5. The core body temperature sensor of claim 1, wherein:

the temperature-changing element comprises one or more cooling elements configured to cool the distal end of the thermoresistant structure; and

the electronic processor is programmed to acquire the temperature measurements from the plurality of temperature sensors while operating the one or more cooling elements to maintain the distal end of the thermoresistant structure at a temperature below the ambient temperature.

6. The core body temperature sensor of claim 5, wherein the one or more cooling elements comprise Peltier elements.

7. The core body temperature sensor of claim 1, wherein the temperature-changing element comprises one or more heating elements configured to heat a cover.

8. The core body temperature sensor of claim 1, wherein the electronic processor is programmed to perform linear extrapolation to extrapolate the core body temperature of the associated patient from the acquired temperature measurements.

9. The core body temperature sensor of claim 8, wherein the electronic processor is further programmed to calibrate the core body temperature sensor by performing a calibration method comprising:

controlling the temperature-changing element to acquire temperature measurements from the plurality of temperature sensors for a plurality of different temperatures of the distal end of the thermoresistant structure; and

determining a correction factor that corrects for a temperature drop across an interface between the proximal surface of the thermoresistant structure and the skin of the associated patient.
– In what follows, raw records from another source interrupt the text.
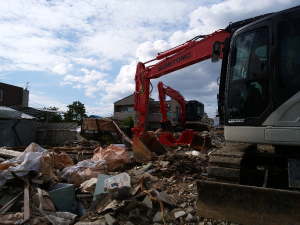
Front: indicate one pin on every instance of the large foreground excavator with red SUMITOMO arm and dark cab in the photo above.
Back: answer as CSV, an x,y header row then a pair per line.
x,y
258,103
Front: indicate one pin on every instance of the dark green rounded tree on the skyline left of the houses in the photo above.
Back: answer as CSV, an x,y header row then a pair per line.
x,y
75,113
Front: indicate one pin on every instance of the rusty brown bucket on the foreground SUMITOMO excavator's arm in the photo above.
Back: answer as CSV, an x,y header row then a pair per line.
x,y
146,147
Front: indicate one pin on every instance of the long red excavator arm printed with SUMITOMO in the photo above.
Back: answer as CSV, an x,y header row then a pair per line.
x,y
184,55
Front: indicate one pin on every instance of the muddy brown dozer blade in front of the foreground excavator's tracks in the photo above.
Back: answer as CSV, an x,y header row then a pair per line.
x,y
247,205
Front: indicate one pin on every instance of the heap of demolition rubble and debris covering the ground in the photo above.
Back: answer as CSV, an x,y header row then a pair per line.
x,y
85,183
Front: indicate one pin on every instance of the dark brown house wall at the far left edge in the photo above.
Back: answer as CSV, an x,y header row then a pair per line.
x,y
11,95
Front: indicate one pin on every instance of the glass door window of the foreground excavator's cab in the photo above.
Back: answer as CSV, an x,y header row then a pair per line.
x,y
249,82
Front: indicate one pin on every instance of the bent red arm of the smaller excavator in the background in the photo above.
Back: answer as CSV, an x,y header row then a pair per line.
x,y
163,91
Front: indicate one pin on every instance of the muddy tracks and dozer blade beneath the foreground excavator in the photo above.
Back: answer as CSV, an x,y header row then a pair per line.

10. The core body temperature sensor of claim 9, wherein the contact interface between the proximal surface of the thermoresistant structure and the skin of the associated patient comprises an adhesive adhering the proximal surface to the skin.

11. The core body temperature sensor of claim 1 further comprising:

a cover disposed over the distal end of the thermoresistant structure.

12. A wristwatch, comprising:

a watch having a front face with a display and a back face; and

a core body temperature sensor as set forth in claim 1 disposed at the back face with the proximal surface of the core body temperature sensor arranged to contact skin of the associated patient when the associated patient wears the wristwatch.

13. A core body temperature measurement method, comprising:

disposing a proximal surface of a thermoresistant structure in thermal contact with skin of a patient;

measuring temperatures of the thermoresistant structure at a plurality of different distances from the proximal surface of the thermoresistant structure;

during the measuring of the temperatures, maintaining a temperature of a distal end of the thermoresistant structure at a temperature different from an ambient temperature using a heating or cooling element; and

using an electronic processor, extrapolating a core body temperature of the patient from the measured temperatures.

14. The core body temperature measurement method of claim 13, wherein the maintaining comprises:

during the measuring of the temperatures, maintaining the temperature of the distal end of the thermoresistant structure at a temperature which is below the ambient temperature using a cooling element.

15. The core body temperature measurement method of claim 13, further comprising:

determining a correction factor for a temperature drop over an interface between the proximal surface of the thermoresistant structure and the skin of the patient based on temperatures of the thermoresistant structure measured at the plurality of different distances from the proximal surface of the thermoresistant structure for different temperatures of the distal end of the thermoresistant structure set using the heating or cooling element;

wherein the extrapolation of the core body temperature includes applying the correction factor to correct for the temperature drop over the interface between the proximal surface of the thermoresistant structure and the skin of the patient.